This invention relates to the field of diffusion bondable structures, superplastic forming techniques, and more particularly to structures made from monolithic metal or metal matrix composite materials.
Performance requirement goals for the National Aerospace Plane (NASP), which is a manned hypersonic transport vehicle, require airframe structures and engine materials that exceed the capabilities of commercially available materials and manufacturing technologies. However, for some time experimental work has been underway with metal-matrix composites which are similar to the well known polymeric composites except that the matrix is a metal rather than a polymer in an effort to produce higher temperature and lower weight space structures. Metal-matrix composites are fabricated by placing a reinforcing material such as silicon carbide fibers between foils of a matrix material such as a metal alloy. These ingredients are then consolidated into a composite by pressing them together at high temperatures and pressures which cause the matrix to flow around the reinforcing fibers and diffusion bond the matrix together to form a unique composite. Different alloys of aluminum, magnesium, and titanium have been used as the matrix materials and as the reinforcing phase fibers, powders, and whiskers made from silicon carbide, alumina, graphite, boron and other materials have been used. The actual material used to prove the process and tools discussed herein was titanium 15-3-3-3 with reinforcing fibers of silicon carbide. However the process was developed first using monolithic titanium alloy 15-3-3-3.
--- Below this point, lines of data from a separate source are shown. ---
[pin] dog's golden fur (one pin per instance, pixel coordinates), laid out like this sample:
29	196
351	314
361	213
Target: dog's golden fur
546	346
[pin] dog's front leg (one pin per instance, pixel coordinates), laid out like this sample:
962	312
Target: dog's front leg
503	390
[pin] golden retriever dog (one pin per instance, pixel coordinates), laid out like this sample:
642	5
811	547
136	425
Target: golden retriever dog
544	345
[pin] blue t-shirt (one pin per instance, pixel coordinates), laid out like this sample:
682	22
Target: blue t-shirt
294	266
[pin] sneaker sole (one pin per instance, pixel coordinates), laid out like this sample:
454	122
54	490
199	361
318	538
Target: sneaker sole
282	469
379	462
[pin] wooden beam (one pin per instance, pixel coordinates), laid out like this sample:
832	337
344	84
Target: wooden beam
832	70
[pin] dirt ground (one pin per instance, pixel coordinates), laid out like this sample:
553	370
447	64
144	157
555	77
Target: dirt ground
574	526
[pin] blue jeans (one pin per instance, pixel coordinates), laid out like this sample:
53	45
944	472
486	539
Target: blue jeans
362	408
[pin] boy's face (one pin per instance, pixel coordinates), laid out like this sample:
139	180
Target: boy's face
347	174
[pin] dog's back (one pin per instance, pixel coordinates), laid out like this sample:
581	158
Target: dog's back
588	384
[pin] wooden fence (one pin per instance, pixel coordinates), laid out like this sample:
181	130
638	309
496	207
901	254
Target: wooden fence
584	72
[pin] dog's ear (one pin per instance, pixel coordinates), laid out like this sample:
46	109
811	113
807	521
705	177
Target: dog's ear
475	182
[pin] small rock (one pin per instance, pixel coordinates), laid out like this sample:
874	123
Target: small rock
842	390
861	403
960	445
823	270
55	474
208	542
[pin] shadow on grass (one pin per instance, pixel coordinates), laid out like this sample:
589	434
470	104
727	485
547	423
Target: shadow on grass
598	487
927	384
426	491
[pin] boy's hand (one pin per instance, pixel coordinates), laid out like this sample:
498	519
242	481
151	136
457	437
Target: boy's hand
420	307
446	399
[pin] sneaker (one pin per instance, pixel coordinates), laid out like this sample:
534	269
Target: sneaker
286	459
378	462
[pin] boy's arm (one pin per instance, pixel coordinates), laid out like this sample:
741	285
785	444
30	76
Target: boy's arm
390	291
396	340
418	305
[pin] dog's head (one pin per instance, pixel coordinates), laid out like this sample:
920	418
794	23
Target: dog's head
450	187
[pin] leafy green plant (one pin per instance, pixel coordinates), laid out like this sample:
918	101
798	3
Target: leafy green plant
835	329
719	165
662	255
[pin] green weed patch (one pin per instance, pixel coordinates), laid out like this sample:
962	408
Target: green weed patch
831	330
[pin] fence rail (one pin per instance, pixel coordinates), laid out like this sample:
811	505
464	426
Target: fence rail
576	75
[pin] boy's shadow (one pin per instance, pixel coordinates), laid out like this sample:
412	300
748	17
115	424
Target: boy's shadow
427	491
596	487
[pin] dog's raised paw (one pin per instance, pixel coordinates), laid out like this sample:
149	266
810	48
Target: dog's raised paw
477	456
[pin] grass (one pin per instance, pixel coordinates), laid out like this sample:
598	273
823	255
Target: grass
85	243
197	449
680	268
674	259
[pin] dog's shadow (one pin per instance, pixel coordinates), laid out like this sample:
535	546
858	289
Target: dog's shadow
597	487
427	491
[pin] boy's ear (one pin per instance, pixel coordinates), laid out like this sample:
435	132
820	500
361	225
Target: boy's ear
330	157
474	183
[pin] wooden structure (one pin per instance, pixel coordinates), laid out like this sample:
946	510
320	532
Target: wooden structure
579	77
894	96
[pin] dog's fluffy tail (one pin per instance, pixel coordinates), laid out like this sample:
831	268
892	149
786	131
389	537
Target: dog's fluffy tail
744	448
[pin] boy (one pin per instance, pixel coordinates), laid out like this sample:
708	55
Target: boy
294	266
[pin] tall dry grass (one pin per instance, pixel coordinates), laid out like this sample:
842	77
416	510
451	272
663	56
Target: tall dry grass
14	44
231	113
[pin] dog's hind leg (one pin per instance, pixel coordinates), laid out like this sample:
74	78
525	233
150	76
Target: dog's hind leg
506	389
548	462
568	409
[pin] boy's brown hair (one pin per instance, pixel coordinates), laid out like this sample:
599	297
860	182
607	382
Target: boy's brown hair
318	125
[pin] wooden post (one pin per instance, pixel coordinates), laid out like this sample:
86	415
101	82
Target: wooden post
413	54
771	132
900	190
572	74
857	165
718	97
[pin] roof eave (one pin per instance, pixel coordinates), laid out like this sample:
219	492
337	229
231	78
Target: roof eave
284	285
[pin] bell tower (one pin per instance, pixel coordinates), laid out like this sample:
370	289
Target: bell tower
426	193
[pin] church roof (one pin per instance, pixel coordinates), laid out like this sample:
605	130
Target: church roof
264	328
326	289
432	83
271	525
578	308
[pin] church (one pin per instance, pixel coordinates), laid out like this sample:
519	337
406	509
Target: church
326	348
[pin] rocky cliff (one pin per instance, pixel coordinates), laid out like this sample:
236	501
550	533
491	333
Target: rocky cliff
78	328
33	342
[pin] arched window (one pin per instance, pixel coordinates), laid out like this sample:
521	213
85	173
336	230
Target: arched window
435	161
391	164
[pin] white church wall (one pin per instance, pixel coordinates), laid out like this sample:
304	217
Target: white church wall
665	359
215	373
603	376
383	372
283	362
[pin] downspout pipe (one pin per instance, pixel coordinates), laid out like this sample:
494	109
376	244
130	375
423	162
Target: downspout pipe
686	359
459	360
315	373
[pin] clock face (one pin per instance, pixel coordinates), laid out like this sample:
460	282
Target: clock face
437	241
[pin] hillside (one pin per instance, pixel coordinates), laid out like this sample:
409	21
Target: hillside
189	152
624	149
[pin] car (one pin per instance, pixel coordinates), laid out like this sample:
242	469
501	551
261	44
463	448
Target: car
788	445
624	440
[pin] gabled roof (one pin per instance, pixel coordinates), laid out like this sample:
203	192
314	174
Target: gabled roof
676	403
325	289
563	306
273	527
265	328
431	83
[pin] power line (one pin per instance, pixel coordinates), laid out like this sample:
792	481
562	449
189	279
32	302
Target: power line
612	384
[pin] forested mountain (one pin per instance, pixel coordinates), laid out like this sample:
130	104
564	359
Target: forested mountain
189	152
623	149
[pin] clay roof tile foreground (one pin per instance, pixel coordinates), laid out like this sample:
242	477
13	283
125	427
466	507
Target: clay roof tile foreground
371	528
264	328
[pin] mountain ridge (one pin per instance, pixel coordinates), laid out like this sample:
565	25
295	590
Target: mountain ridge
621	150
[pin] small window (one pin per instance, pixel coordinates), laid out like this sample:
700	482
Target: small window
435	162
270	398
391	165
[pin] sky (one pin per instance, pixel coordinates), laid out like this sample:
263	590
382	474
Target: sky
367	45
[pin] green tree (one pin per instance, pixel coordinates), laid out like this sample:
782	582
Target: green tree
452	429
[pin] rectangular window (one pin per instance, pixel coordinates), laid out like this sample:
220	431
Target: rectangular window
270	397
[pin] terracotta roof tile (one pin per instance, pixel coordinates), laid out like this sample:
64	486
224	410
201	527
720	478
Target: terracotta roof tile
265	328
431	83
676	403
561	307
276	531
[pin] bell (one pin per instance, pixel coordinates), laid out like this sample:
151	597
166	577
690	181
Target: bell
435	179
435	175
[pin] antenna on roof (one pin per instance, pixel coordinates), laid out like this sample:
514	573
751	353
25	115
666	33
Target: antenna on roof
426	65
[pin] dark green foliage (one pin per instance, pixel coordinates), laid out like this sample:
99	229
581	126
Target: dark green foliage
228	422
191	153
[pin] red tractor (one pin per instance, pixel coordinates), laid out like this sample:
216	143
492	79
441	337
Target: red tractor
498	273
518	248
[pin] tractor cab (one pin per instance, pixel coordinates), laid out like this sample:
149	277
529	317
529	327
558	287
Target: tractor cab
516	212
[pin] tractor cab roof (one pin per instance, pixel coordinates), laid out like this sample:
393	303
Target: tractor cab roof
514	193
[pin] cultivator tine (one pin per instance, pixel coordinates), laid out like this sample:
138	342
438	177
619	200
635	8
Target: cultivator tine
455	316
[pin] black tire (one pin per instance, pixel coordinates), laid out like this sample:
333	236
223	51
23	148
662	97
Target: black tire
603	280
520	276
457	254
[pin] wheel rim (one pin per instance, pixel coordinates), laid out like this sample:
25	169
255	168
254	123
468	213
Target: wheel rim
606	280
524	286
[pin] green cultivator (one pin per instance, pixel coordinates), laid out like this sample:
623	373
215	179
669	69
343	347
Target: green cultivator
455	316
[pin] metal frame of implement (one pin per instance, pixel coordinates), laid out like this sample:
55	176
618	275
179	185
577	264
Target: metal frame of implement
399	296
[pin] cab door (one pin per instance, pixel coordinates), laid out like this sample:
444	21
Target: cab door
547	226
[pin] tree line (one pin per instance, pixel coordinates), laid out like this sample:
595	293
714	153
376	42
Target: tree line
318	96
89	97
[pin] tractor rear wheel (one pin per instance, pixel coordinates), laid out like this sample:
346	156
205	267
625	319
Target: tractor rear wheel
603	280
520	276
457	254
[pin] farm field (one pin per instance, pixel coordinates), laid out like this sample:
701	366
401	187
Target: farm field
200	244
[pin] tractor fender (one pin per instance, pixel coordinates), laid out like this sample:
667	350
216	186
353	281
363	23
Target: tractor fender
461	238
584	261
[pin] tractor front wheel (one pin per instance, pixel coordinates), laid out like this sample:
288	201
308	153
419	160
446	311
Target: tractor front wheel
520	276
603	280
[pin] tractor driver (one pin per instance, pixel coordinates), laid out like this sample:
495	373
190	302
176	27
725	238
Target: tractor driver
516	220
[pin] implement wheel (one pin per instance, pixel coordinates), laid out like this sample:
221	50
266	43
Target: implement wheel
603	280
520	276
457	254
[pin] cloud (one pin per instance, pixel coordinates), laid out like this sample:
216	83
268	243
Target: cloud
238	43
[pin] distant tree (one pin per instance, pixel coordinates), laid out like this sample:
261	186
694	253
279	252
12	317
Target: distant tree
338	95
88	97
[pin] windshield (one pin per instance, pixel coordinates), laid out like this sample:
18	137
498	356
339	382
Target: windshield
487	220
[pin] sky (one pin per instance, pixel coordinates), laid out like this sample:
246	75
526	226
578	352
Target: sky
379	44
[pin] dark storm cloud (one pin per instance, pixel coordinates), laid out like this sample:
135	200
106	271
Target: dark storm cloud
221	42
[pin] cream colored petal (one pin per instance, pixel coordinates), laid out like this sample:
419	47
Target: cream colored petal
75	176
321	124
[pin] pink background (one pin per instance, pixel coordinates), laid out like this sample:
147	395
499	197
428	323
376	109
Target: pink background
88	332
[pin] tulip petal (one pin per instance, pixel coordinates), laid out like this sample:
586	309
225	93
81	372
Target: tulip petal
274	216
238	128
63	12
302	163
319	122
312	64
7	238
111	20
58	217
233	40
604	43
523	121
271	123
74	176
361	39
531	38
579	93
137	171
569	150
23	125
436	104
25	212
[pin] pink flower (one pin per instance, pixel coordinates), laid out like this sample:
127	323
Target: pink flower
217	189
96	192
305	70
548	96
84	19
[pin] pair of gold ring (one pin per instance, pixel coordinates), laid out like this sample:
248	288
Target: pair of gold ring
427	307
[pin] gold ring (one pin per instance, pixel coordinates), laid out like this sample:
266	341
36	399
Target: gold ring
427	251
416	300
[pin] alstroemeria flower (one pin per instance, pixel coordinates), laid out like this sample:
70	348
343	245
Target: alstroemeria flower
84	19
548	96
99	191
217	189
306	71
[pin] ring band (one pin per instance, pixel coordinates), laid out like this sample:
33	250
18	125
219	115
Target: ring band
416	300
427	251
The elements, when using the monolithic titanium, may be formed superplastically or by any other conventional method. FIG. 4 shows a section through a typical large airplane wing spar with the flanges canted with respect to the web. These spars are currently machined on a spar mill and due to long spar length, amount of material to be removed, and post heat treatment are very expensive to fabricate.
Although several different methods for fabricating the metal matrix composite elements have been used, the most successful current procedure uses a hot isostatic press (HIP). These chambers achieve diffusion bonding temperatures while applying pressures upwards of 15,000 PSI. Obviously, these chambers are not only in short supply but their use is expensive. Either sheet material or simple structural sections like channel sections can be produced in the HIP chamber. In order to obtain a sound composite element with optimum mechanical properties it is necessary to consolidate the matrix with the reinforcement phase by applying extreme pressures to avoid poor interfacial bonding between the graphite and the metal matrix. It is well known in the diffusion bonding art that the bond improves substantially with increased pressure, up to a point.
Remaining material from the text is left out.